DeepTemporalSeg: Temporally Consistent Semantic Segmentation of 3D LiDAR Scans
This work addresses the need for robust and consistent semantic understanding in autonomous robot navigation, representing an incremental advancement by integrating existing techniques for improved temporal consistency.
The paper tackles the problem of achieving temporally consistent semantic segmentation of 3D LiDAR scans for autonomous robots by proposing a deep convolutional neural network with dense blocks and depth separable convolutions, combined with a Bayes filter for recursive estimation, resulting in substantial improvements over state-of-the-art methods as demonstrated on the KITTI tracking benchmark.

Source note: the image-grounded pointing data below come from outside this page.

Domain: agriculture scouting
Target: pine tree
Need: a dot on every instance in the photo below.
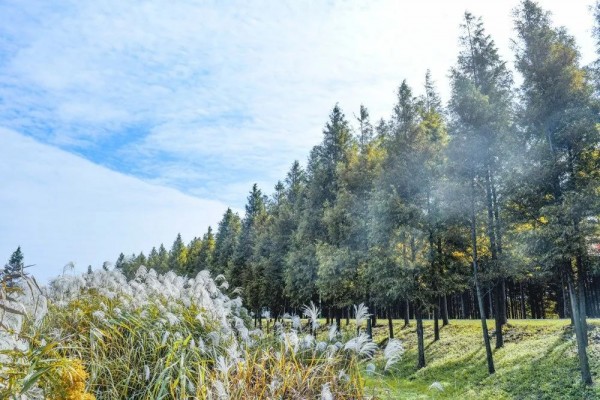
(560, 121)
(226, 241)
(13, 270)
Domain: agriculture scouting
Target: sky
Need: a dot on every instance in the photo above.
(124, 123)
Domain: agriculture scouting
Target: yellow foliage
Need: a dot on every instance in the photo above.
(72, 384)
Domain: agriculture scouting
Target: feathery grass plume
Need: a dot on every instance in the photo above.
(326, 392)
(333, 332)
(312, 313)
(166, 336)
(362, 346)
(393, 353)
(370, 369)
(436, 386)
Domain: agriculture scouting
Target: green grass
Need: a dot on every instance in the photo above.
(538, 361)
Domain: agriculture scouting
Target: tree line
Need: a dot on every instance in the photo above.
(485, 207)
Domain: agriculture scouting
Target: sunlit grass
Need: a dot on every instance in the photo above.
(538, 361)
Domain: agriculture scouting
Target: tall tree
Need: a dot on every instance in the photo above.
(226, 241)
(482, 106)
(560, 120)
(13, 270)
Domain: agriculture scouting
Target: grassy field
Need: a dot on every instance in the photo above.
(538, 361)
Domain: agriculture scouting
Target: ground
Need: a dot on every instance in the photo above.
(538, 361)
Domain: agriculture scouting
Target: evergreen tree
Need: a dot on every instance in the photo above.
(13, 270)
(162, 265)
(178, 256)
(226, 241)
(560, 121)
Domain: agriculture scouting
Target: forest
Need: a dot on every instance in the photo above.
(484, 208)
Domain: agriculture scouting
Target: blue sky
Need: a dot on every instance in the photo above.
(206, 97)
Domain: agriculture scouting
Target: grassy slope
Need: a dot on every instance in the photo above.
(539, 361)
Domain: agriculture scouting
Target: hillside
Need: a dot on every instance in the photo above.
(539, 361)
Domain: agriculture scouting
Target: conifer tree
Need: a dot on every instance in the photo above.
(13, 270)
(560, 121)
(226, 241)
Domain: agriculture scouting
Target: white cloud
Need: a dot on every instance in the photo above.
(60, 208)
(210, 95)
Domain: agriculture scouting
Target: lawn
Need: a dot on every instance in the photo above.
(538, 361)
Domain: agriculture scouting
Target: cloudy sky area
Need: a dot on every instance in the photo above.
(123, 123)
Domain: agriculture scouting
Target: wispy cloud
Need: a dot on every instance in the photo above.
(62, 208)
(206, 96)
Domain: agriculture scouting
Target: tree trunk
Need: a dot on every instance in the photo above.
(486, 338)
(523, 309)
(584, 365)
(420, 339)
(498, 319)
(444, 310)
(436, 324)
(581, 295)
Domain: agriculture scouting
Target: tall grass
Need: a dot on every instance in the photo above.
(164, 337)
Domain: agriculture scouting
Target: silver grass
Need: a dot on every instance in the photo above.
(393, 353)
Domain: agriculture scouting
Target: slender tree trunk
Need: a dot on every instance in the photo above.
(584, 365)
(390, 323)
(420, 337)
(581, 294)
(445, 310)
(436, 323)
(522, 295)
(374, 316)
(498, 318)
(486, 338)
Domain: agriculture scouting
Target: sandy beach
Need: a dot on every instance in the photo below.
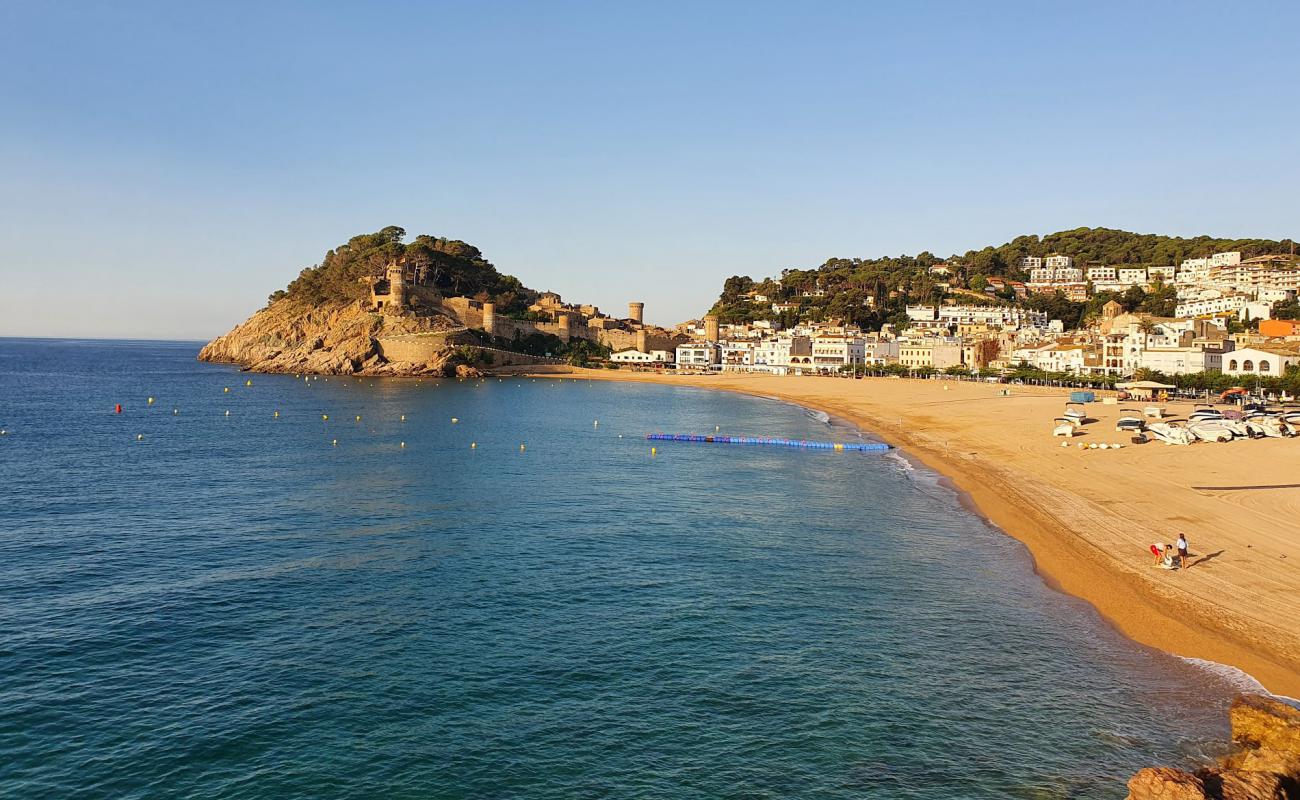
(1088, 517)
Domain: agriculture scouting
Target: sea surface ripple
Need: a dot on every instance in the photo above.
(235, 606)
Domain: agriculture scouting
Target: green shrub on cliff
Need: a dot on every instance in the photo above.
(450, 266)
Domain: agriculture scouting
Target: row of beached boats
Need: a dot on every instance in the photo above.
(1204, 423)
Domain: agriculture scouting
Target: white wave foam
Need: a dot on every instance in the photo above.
(1238, 679)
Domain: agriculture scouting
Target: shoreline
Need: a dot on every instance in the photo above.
(1065, 558)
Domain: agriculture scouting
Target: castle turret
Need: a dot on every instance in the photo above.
(397, 289)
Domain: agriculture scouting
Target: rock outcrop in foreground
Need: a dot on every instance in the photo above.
(1264, 766)
(290, 336)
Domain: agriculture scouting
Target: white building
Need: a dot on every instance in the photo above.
(831, 353)
(1260, 360)
(1131, 276)
(993, 316)
(1181, 360)
(736, 357)
(1229, 303)
(1165, 275)
(636, 357)
(697, 355)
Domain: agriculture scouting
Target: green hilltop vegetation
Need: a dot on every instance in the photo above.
(454, 268)
(874, 292)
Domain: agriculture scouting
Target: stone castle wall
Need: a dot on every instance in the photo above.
(471, 315)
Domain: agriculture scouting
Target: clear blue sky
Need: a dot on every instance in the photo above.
(164, 167)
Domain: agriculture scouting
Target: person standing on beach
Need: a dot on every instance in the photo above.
(1158, 552)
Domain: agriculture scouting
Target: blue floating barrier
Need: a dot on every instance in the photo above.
(767, 440)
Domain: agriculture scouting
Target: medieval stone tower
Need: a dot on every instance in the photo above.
(397, 289)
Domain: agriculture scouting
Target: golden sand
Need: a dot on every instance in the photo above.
(1088, 517)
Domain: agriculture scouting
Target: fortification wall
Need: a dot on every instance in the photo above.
(415, 347)
(469, 312)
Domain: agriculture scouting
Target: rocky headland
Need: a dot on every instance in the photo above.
(1265, 764)
(293, 336)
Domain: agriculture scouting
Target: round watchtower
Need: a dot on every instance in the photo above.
(397, 289)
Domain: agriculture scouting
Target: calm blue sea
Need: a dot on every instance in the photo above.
(234, 606)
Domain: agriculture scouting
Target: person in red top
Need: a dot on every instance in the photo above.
(1158, 552)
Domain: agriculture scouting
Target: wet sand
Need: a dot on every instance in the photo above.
(1088, 517)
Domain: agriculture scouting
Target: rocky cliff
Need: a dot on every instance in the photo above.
(338, 338)
(1264, 766)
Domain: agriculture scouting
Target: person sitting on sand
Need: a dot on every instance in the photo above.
(1157, 549)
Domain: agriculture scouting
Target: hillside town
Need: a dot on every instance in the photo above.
(1221, 324)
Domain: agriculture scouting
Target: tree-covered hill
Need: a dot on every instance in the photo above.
(453, 267)
(871, 292)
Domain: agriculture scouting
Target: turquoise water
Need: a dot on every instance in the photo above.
(237, 608)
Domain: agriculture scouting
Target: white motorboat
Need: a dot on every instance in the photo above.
(1075, 411)
(1130, 420)
(1268, 424)
(1170, 433)
(1204, 413)
(1064, 427)
(1213, 431)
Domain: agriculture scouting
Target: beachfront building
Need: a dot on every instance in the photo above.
(937, 353)
(1181, 360)
(697, 355)
(736, 355)
(636, 357)
(879, 351)
(1261, 359)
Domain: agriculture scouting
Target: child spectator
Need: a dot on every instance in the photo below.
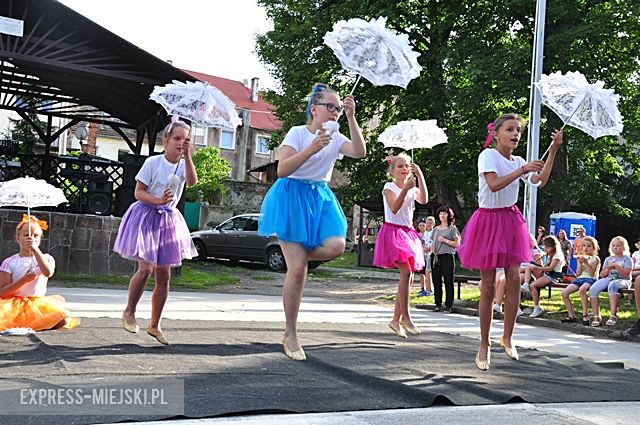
(615, 275)
(551, 271)
(587, 271)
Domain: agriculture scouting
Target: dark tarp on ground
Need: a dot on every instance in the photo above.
(238, 368)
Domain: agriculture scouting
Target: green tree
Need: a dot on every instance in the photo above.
(212, 171)
(476, 58)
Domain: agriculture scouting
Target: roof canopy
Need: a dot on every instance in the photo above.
(68, 66)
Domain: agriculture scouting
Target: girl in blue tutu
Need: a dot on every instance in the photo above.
(398, 245)
(300, 208)
(152, 231)
(496, 235)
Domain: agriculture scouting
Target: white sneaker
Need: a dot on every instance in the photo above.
(537, 311)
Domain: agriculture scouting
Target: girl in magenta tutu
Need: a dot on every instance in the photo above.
(398, 245)
(152, 231)
(496, 235)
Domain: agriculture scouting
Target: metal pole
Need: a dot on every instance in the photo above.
(533, 142)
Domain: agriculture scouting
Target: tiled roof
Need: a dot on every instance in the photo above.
(262, 116)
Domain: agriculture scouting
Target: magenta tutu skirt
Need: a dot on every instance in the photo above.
(398, 244)
(154, 234)
(495, 238)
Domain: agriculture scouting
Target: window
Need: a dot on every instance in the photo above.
(262, 145)
(227, 139)
(199, 135)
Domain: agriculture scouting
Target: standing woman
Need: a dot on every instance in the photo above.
(496, 235)
(300, 208)
(446, 238)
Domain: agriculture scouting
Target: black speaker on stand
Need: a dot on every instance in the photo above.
(99, 198)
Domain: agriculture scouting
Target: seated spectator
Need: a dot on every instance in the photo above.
(615, 275)
(565, 246)
(540, 234)
(635, 329)
(551, 271)
(587, 271)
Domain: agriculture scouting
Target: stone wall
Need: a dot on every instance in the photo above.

Understanding the semantic characteristics of the environment is a key enabler for autonomous robot operation. In this paper, we propose a deep convolutional neural network (DCNN) for the semantic segmentation of a LiDAR scan into the classes car, pedestrian or bicyclist. This architecture is based on dense blocks and efficiently utilizes depth separable convolutions to limit the number of parameters while still maintaining state-of-the-art performance. To make the predictions from the DCNN temporally consistent, we propose a Bayes filter based method. This method uses the predictions from the neural network to recursively estimate the current semantic state of a point in a scan. This recursive estimation uses the knowledge gained from previous scans, thereby making the predictions temporally consistent and robust towards isolated erroneous predictions. We compare the performance of our proposed architecture with other state-of-the-art neural network architectures and report substantial improvement. For the proposed Bayes filter approach, we show results on various sequences in the KITTI tracking benchmark.